Like aerated waters, successfully
bottling brewed ginger beer also had its challenges. Strength of bottle and
closure was probably the most important requirement when bottling a
traditionally brewed ginger beer along with restricting light exposure to the
bottled product. Nearly all earlier ginger beer bottles (ie prior 1920’s)
incorporated a simple cork closure which had to be well wired down similar to
wiring a corked beer bottle. With the rapidly increased use of the Crown Seal
throughout the world during the 1920’s, saw potteries and bottle manufacturers
begin producing bottles using a Crown Seal closure with great success.
With the use of the correct capping machinery, aerated water manufacturers were able to successfully bottle their ginger beers with Crown Seal closures which were much less labour intensive to cap than the traditional wiring of corks, which in most small factories had to be done by hand.
Glass Ginger Beer
By the 1930’s, due to their high cost of manufacture, many aerated water producers were opting to the new machine made glass ginger beer bottle. These were usually made in brown glass to restrict light to the product and all incorporated a Crown Seal closure, but they were much more uniform in size and manufacture and much better suited to the modern filling machinery that was beginning to be used. Brewers still used the Crown Seal stoneware ginger beers for a considerable time, some right through to the early 1950’s, but they were all old stock and weren’t ordering any new ones.

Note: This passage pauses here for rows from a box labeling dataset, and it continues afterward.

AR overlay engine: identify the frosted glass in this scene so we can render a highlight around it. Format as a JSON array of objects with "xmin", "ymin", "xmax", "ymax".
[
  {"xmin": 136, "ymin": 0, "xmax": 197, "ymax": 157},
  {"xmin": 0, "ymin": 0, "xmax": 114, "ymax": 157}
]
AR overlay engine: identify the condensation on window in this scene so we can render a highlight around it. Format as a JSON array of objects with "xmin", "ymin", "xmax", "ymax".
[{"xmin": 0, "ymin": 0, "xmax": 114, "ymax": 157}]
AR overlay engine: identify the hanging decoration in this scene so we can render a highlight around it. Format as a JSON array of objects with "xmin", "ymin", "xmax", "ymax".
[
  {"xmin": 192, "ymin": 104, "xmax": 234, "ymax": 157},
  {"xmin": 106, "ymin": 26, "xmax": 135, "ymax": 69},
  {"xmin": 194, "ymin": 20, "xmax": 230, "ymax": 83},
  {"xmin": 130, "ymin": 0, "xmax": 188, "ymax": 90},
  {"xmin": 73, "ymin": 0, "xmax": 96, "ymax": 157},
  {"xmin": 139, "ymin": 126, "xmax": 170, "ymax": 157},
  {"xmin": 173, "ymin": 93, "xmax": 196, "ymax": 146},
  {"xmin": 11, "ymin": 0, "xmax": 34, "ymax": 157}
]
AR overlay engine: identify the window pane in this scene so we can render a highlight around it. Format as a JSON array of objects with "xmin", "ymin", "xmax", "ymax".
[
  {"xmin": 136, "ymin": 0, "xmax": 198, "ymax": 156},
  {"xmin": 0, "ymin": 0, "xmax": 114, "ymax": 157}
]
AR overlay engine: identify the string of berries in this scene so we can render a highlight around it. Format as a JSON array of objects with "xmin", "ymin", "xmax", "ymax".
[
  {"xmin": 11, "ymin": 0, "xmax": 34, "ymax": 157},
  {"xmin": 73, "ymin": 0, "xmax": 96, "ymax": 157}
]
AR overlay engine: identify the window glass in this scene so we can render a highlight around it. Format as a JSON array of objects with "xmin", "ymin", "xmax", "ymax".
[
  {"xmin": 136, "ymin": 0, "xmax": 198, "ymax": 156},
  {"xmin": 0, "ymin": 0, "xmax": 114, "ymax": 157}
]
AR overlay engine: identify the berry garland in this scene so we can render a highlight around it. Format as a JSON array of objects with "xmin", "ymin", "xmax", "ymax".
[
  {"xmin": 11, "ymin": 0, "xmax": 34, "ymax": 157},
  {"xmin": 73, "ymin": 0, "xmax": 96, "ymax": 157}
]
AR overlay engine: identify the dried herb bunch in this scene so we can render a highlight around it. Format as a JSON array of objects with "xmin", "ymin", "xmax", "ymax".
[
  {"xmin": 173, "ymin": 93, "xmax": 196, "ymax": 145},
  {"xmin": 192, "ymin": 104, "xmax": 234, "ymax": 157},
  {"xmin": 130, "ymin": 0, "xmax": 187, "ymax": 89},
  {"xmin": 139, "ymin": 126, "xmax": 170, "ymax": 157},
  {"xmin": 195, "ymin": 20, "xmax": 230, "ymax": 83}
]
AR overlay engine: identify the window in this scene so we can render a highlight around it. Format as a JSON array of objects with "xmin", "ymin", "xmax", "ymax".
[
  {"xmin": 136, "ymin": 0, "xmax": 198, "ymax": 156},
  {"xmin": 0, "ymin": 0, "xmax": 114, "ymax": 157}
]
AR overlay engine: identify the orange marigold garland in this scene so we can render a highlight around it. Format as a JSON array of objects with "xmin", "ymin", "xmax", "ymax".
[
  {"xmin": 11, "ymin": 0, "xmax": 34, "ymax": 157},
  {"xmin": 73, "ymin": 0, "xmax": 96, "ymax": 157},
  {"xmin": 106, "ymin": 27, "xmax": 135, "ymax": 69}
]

After WW2 the technology which enabled Heat Transfer Decal (HTD) to be applied to containers which are heated to 250 degrees, became available to bottle manufacturers. This type of transferring became very popular in the cool drink and dairy industries because complex artwork containing several colours could be applied, resulting in a durable label able to withstand washing and wear and tear throughout the working life of the bottle. This type of labelling is commonly known as “Pyro” or “Ceramic Labelling” today. (See photo below)
Ceramic Ginger Beers
Pre 1930, over 95% of all ginger beer brewers bottled their product in stoneware bottles. These stoneware bottles were not only very strong and robust, but also non transparent, keeping the sealed ginger beer in complete darkness until opening. Because a traditional ginger beer was brewed, it often continued to brew in the bottle, depending on the sugar added by the brewer and could build up a pressure within the bottle much higher than that of an aerated water, whos pressure came from the dissolved CO2 added at the point of bottling.
Like most of the glass aerated water bottles, most manufacturers wanted their bottles to be clearly marked with their name, trade mark and locality. Because most ceramic ginger beers were hand thrown at the pottery, they were much more expensive to manufacture than glass bottles and consequently had a very high return deposit placed on them, sometimes well more than their contents price. It is for this reason they were never usually thrown away in any numbers and are generally not common to find.